Nelle normali situazioni di vita, l’umore si flette verso l’alto quando le persone vivono momenti piacevoli mentre tende verso il basso quando si sperimentano eventi spiacevoli.

I disturbi dell’umore si caratterizzano per una modificazione patologica del tono dell’umore. Per poter definire un disturbo dell’umore è necessario che alterazione del tono dell’umore sia presente per un certo periodo di tempo, crei un significativo e marcato disagio nella persona accompagnato da una compromissione nella capacità di funzionare a livello sociale, lavorativo e in altre importante aree di vita.

Le forme più comuni di alterazione del tono dell’umore sono:

  • depressione: si caratterizza per un tono dell’umore flesso verso il basso dove si riscontra la presenza di alcuni sintomi come tristezza, abbattimento, mancanza di energia.
  • mania (o ipomania): in questo caso il tono dell’umore è flesso verso l’alto caratterizzato dalla presenza di alcuni sintomi come euforia, eccitabilità, pensieri che corrono veloci.
  • episodi misti: si caratterizzano per la compresenza di sintomi depressivi e sintomi maniacali.

I disturbi dell’umore sono stati classificati e suddivisi in due categorie distinte secondo il manuale diagnostico e statistico dei disturbi mentali (DSM-V):

Disturbi Depressivi

Disturbo Bipolare

Per iniziare a comprendere la complessità del disturbo depressivo vorrei darvi una serie di dati che spiegano come questa patologia rappresenti nel mondo una vera e propria emergenza.

L’Organizzazione Mondiale della Sanità ci dice che la depressione è il disturbo mentale più diffuso al mondo e in costante aumento. I dati a disposizione ci informano che ogni anno 322 milioni di persone a livello mondiale si ammalano di depressione e circa 1 milione muore per suicidio. I dati Istat più recenti ci dicono che in Italia soffrono del disturbo circa 2,8 milioni di persone. Di questi il 4,5% ha più di 65 anni con un aumento dei casi che può raggiunge il 40% nei pazienti istituzionalizzati (es. anziani in casa di riposo). È più frequente nelle donne soprattutto in coloro le quali hanno appena partorito o hanno difficoltà nella gestione del neonato o nell’adattamento al nuovo ruolo di madre o che si trovano in particolari momenti di transizione della vita come nel caso della menopausa. La depressione comporta delle gravi conseguenze in termini di qualità di vita. Si assiste a un progressivo peggioramento del funzionamento della persona a livello sociale, lavorativo, famigliare, e più in generale del benessere mentale e fisico fino ad arrivare al suicidio. Nella depressione, il rischio di suicidio è molto alto. Nel 2015, a livello mondiale, i pazienti depressi che si sono tolti la vita sono stati 788 mila e il suicidio ha rappresentato la seconda causa di morte nelle persone dai 15 ai 29 anni. In Italia (Istat,2018) i dati riportano che, nella fascia d’età tra i 20 e i 34 anni, il suicidio costituisce un importante causa di morte (12% dei decessi). L’organizzazione mondiale della sanità aveva stimato, verso la fine degli anni ‘90 del secolo scorso, che la depressione, per costi e disabilità prodotta, sarebbe salita al secondo posto subito sotto la patologia cardiaca cronica entro il 2020. Questi dati si sono realizzati nel 2012.
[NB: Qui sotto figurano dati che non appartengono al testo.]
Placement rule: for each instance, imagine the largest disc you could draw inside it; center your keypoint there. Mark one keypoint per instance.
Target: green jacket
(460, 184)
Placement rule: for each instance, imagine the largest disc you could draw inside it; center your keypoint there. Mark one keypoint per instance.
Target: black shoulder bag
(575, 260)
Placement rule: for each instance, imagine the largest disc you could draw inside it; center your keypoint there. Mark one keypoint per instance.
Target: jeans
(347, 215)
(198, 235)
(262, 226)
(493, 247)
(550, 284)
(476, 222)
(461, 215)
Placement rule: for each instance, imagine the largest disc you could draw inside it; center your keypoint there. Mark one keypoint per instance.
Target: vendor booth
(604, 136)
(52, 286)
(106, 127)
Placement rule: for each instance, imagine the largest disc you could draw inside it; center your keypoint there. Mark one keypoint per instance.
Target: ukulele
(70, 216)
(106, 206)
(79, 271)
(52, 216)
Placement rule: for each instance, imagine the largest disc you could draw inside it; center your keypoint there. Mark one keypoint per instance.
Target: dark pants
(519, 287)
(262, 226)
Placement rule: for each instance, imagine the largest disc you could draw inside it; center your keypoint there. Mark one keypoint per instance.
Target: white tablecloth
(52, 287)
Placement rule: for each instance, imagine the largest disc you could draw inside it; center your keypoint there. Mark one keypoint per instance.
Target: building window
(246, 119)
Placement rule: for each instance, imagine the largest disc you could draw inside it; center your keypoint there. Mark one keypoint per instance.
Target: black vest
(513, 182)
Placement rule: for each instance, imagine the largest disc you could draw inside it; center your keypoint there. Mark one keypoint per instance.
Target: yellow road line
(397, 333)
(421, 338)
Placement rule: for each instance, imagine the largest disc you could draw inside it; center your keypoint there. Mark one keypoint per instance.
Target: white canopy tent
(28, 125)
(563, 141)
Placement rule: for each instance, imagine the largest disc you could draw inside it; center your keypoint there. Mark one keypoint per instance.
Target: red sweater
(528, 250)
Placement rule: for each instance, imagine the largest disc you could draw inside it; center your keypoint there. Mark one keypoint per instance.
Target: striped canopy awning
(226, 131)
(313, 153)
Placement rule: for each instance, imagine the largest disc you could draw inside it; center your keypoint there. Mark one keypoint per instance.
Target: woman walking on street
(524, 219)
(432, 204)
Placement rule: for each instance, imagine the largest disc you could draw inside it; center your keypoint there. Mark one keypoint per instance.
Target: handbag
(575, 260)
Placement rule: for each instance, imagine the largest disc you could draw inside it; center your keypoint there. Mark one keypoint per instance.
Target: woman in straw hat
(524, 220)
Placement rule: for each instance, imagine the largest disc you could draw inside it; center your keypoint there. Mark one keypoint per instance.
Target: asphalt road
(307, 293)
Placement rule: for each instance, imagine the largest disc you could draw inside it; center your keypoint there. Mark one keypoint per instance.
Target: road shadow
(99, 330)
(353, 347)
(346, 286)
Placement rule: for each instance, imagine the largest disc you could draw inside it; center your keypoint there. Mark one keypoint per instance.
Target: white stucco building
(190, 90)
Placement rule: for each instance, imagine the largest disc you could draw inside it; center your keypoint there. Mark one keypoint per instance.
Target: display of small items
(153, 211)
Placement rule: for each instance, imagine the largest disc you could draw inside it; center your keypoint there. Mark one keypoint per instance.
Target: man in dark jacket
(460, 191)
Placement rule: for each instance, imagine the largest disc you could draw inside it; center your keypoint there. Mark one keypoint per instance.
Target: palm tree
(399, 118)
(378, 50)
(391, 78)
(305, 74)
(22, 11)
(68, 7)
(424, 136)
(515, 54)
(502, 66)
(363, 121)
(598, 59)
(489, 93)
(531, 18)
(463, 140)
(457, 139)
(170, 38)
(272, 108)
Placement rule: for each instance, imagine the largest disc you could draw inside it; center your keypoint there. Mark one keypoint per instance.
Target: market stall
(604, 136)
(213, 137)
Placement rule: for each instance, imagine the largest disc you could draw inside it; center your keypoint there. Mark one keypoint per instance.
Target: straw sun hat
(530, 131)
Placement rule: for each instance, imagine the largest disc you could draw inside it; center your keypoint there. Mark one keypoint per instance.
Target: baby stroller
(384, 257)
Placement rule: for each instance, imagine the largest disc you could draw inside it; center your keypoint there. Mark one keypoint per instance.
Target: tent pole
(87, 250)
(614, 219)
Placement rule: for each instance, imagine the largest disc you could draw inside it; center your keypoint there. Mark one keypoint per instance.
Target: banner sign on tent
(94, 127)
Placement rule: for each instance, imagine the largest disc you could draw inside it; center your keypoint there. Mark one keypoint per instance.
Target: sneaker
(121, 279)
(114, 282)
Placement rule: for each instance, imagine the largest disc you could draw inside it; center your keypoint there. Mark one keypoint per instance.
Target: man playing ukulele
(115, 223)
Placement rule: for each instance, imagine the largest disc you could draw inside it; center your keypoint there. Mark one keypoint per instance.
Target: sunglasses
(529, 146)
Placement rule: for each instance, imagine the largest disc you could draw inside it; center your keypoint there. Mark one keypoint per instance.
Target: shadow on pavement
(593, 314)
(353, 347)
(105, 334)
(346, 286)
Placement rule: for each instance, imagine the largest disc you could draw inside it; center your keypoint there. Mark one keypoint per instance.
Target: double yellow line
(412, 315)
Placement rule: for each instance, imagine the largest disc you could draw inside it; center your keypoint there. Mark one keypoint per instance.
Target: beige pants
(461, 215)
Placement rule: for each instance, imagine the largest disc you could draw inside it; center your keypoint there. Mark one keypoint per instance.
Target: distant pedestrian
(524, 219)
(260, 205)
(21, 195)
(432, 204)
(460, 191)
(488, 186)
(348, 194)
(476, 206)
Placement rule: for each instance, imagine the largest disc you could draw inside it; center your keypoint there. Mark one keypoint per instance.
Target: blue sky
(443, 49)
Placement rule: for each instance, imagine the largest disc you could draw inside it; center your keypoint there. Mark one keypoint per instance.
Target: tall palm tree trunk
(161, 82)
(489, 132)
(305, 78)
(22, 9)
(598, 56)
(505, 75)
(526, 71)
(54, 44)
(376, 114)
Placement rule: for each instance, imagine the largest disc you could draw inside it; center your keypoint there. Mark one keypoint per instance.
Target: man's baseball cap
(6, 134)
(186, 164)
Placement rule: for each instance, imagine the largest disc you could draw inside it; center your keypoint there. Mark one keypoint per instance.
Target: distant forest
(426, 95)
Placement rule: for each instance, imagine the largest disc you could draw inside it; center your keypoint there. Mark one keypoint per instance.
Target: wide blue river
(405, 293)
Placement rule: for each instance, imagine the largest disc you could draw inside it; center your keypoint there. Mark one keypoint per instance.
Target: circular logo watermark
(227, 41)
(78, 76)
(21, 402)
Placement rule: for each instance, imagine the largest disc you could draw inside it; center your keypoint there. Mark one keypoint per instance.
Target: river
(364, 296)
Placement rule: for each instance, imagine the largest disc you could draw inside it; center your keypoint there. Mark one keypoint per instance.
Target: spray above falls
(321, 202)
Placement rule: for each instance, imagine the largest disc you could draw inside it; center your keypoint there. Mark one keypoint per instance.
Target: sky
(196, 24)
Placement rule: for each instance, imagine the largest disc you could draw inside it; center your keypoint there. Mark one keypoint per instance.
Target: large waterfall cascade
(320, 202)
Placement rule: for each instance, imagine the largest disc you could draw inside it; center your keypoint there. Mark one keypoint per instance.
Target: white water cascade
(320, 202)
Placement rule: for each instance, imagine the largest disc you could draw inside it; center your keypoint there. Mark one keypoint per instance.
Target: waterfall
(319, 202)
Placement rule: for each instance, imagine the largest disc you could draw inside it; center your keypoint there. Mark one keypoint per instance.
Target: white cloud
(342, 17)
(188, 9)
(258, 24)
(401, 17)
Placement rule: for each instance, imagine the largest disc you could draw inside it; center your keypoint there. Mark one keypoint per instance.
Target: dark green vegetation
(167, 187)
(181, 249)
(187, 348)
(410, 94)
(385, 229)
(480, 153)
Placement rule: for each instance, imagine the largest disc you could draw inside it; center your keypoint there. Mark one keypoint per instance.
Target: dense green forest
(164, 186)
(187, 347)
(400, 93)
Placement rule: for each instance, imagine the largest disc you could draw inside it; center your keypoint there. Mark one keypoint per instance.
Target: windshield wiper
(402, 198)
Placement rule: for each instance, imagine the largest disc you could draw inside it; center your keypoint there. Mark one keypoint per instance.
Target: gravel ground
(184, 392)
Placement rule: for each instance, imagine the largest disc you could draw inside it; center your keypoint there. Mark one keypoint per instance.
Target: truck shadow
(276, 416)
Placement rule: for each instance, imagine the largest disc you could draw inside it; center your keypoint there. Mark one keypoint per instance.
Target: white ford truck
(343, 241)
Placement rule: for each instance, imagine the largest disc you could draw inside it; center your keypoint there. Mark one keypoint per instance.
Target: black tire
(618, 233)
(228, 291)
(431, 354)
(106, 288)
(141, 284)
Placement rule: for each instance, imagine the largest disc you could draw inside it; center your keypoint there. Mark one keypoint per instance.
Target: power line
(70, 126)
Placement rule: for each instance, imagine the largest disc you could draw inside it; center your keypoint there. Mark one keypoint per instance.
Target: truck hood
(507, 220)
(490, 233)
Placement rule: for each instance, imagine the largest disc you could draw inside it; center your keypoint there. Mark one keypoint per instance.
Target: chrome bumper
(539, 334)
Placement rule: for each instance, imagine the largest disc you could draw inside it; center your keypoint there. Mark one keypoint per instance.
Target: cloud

Di fronte a questo quadro grave e complesso, c’è una buona notizia! La depressione è uno dei disturbi mentali più curabili. L’ American Psychological Association (2010) dichiara che tra l’80 e il 90% delle persone depresse presenta una buona risposta al trattamento farmacologico combinato con il trattamento psicoterapeutico. In generale le persone depresse che si sottopongono alle cure riportano un miglioramento della sintomatologia.

La depressione è un disturbo dell’umore che raccoglie al suo interno diversi disturbi depressivi (vedi classificazione dei disturbi depressivi secondo il DSM-V).

Gli elementi in comune che caratterizzano questi disturbi sono la presenza di un umore triste, vuoto o irritabile accompagnato da una costellazione di sintomi somatici, cognitivi, motivazionali, comportamentali e affettivi che nel loro insieme diminuiscono la capacità di “funzionare” della persona a livello sociale, lavorativo, famigliare incidendo negativamente sulla qualità di vita.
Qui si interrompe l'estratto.